Contengo un resoplido y le rodeo la cintura con el brazo, soportando la mitad de su peso. Examino su rostro y me doy cuenta de que su maquillaje y su pelo están desordenados. Aunque está igual de guapa, me mataría si la dejara salir hecha un desastre. Un bonito desastre a mis ojos, pero un mal desastre a los suyos.
Está a punto de dar un paso adelante, pero la detengo y la giro para que se ponga frente a mí. Frunce el ceño cuando le paso el pulgar por debajo del ojo para quitarle el rímel negro corrido.
Le sujeto el pelo con la mano para arreglar los mechones que se le habían escapado del pasador. De alguna manera, solo empeoró las cosas, así que le tomo la cabeza y le quito el pasador. Ella no me detiene.
Cojo la pinza y la tiro a una de las bolsas que le estaba sujetando. Le aliso el pelo y lo peino como suele llevarlo. Cuando termino, le rodeo la cintura con el brazo y la saco de la tienda. Noto que se le forma una pequeña sonrisa en la cara, esa con hoyuelos.

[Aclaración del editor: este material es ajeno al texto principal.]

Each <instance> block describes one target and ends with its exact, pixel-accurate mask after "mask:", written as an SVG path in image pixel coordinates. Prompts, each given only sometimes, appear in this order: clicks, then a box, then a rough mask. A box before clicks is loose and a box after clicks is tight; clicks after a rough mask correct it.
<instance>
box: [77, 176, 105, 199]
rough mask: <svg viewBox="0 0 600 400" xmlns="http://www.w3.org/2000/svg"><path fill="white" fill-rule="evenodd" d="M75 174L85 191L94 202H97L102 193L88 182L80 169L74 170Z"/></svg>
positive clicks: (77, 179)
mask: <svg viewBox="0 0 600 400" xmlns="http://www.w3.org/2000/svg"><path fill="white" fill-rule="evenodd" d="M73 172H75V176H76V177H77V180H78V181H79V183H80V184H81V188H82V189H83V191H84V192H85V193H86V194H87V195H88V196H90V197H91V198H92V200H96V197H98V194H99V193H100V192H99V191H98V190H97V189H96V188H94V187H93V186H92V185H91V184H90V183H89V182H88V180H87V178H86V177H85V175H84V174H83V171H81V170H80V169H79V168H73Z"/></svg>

Me he dado cuenta de que solo se le ven los hoyuelos cuando está realmente feliz o sonriendo con ganas. Y, obviamente, cuando estás lo suficientemente cerca.
Pero la idea de hacerla feliz, de verla sonreír así, hace que mi corazón salte de alegría. Ni siquiera me doy cuenta de que hemos salido de la tienda y caminamos uno al lado del otro. Abre los ojos asombrada mientras contempla una delicada joya expuesta en un escaparate. Le habría quedado impresionante: una sencilla cadena de oro con delicadas flores nacaradas como colgantes.
Sin embargo, no dice una palabra. Sigue caminando y yo frunzo el ceño.
—¿Quieres ir a otro sitio?
—Mmmm —murmura, como si estuviera pensando—.
No, vamos a casa. Echo un vistazo al nombre de la tienda y asiento con la cabeza.
—¿Tienes hambre?
Ahora mismo estamos en uno de mis restaurantes. Después de una larga discusión sobre que no come bien y sus quejas interminables, por fin estamos aquí.
Es el mismo restaurante al que la llevé en Navidad. El mismo lugar donde la había provocado y, más tarde, cuando llegamos a casa, la follé con los dedos. Ese fue el momento exacto en que me obsesioné con mi esposa.
«¿Qué quieres comer, cariño?», le digo mientras la miro, recostándome en mi silla.
«Me revuelves las tripas», se burla ella.
«Empieza una discusión conmigo y luego procede a preguntarme: «¿Qué quieres comer, cariño?» ¿En serio, Theo?». Elisia se burla de mis palabras con voz profunda y pone los ojos en blanco.
Dios, esta malcriada de mierda.
«Sí», afirmo, manteniendo la calma de alguna manera. Pero mis siguientes palabras son una bomba.
«Ahora, ¿vas a pedir o tengo que hacerlo por ti? Como si lo hiciera todo por ti, ¿eh?».
En el momento en que esas palabras salen de mi boca, me doy cuenta de que suenan un poco agresivas. No puedo evitarlo. No quiere comer, joder.
«¡No lo haces todo por mí!», me grita en un susurro, con el ceño fruncido.
Respiro hondo para calmarme, pero no sirve de nada.
«Sí, joder, sí», gruño.
«¿Quién te cambia la ropa? ¿Quién te quita el maquillaje? ¿Quién se asegura de que comas? ¿Y quién diablos se asegura de que estés feliz?».
Su ceño se frunce aún más y me duele el pecho. Me regaño mentalmente por haberla regañado. No hablo así a las mujeres, y estoy seguro de que nunca le hablo así a ella, mi esposa. Los ojos de Elisia se vuelven brillantes y mira el menú.
«No quiero comer nada. Por décima vez, ¿podemos irnos, por favor?».
Incluso después de todo esto, sigue sin querer comer.
Que me jodan la vida.
«No llores, joder. Y come algo, por el amor de Dios». Suspiro, frustrado conmigo mismo por hablarle de esta manera. ¿Qué coño me pasa?